Затем он читает свою пьесу режиссеру: про двор, засыпанный снегом, и флигель, в котором играют на рояле «Фауста», и про выстрел, который в конце концов оказывается самоубийством того человечка, и так далее, а режиссер строго смотрит на него в лорнет и не улыбается даже в самых смешных местах. У режиссера пьеса проваливается. «Потому что,— как объясняют потом автору,— самому старшему вашему герою сколько лет? Двадцать восемь? А самому младшему из старейшин театра пятьдесят семь. И лишь только вы сели и открыли тетрадь, режиссер уже перестал слушать вас. Он соображал, как распределить роли, как сделать так, чтобы старейшины могли разыграть вашу пьесу без ущерба для себя...» Режиссер и совет старейшин, на котором пьеса тоже провалилась, разыгрывали свою, совершенно другую пьесу, ее интрига заключалась в том, что старики должны изображать молодых людей, а фальшивая актриса, давно скрывающая свой возраст, девятнадцатилетнюю девушку.
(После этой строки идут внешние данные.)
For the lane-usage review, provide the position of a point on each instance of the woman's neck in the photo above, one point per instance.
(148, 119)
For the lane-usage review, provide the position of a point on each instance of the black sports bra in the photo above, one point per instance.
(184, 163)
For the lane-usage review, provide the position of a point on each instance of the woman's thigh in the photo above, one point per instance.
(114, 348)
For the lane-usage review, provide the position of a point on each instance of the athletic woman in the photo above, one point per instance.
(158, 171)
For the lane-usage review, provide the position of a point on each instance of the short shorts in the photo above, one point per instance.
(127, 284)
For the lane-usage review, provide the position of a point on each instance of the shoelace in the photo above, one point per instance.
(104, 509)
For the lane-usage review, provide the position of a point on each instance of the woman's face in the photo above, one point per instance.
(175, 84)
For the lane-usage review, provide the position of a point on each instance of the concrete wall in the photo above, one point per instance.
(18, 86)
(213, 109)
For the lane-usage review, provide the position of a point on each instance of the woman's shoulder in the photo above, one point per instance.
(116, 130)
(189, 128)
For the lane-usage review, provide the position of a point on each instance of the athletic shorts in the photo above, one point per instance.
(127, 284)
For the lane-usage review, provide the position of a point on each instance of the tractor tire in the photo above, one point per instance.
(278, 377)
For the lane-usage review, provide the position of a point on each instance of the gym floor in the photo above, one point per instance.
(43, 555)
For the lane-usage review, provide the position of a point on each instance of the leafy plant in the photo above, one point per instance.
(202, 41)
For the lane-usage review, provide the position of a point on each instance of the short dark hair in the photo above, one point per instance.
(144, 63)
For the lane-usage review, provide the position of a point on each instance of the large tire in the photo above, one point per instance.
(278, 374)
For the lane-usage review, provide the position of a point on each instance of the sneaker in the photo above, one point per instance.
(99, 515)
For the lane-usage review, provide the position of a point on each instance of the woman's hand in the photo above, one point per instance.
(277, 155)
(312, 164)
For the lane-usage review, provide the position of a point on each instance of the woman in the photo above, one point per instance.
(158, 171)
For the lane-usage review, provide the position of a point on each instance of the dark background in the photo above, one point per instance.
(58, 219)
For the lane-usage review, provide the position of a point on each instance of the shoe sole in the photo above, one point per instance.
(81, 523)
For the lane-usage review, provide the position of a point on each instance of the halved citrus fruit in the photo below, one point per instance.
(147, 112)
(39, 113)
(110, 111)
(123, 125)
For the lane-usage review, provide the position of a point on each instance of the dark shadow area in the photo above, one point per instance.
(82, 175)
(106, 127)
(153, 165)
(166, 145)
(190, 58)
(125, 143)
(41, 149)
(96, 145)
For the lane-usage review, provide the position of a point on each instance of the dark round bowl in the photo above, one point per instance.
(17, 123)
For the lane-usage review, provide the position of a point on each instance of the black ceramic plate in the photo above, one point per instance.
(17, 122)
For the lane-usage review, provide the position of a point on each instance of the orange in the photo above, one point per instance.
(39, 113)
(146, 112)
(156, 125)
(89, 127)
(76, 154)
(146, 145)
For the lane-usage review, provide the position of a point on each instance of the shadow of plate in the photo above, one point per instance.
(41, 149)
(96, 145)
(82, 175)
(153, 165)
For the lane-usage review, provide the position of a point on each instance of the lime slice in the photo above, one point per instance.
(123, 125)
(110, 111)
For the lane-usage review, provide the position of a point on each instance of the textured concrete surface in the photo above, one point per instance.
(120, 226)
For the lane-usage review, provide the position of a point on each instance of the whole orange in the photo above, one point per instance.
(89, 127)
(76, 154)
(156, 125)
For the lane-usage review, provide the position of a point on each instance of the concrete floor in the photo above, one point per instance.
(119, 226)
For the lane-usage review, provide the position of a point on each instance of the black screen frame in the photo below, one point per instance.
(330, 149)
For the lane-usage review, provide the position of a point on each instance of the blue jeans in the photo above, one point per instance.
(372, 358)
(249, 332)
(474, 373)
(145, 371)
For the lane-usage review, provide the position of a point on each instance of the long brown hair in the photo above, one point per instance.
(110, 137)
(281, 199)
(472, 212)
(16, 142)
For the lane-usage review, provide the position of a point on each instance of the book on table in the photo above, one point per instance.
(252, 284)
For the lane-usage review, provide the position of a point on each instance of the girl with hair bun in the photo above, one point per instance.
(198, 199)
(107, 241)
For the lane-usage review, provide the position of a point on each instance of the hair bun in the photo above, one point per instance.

Теперь поместите эту вторую пьесу в сценическое пространство личных пристрастий и предрассудков режиссера, человеческих отношений внутри труппы, сиюминутных обстоятельств жизни, то есть в еще одну пьесу. Наконец, что есть вся жизнь? Вот именно, что игра,— если правда то, что поется в известной опере. Пьеса в пьесе в пьесе в пьесе...

В начале 60-х у меня — не вспыхнул, конечно, но — затлел роман с театром «Современник». Я написал пьесу, завлитша прочла, Ефремов, не знаю, прочел, просмотрел или с ее слов, в общем, захотел ставить. Точней, попробовать. Мы с ним были лично знакомы. Тогда все были лично знакомы друг с другом, а так как «Современник» ставил пьесу «Всегда в продаже» Аксенова, а он, будучи моим другом, пару раз пригласил меня на репетиции и познакомил со своими друзьями Ефремовым, Табаковым, Квашой, а там еще был Козаков, с которым мы учились в одной школе, правда, он классом старше, и, например, Мягков, который учился в том же институте, что я, но позже, или, например, Никулин, который, когда я был в Таллине, один раз играл на гитаре, то вот и получалось, что все были знакомы.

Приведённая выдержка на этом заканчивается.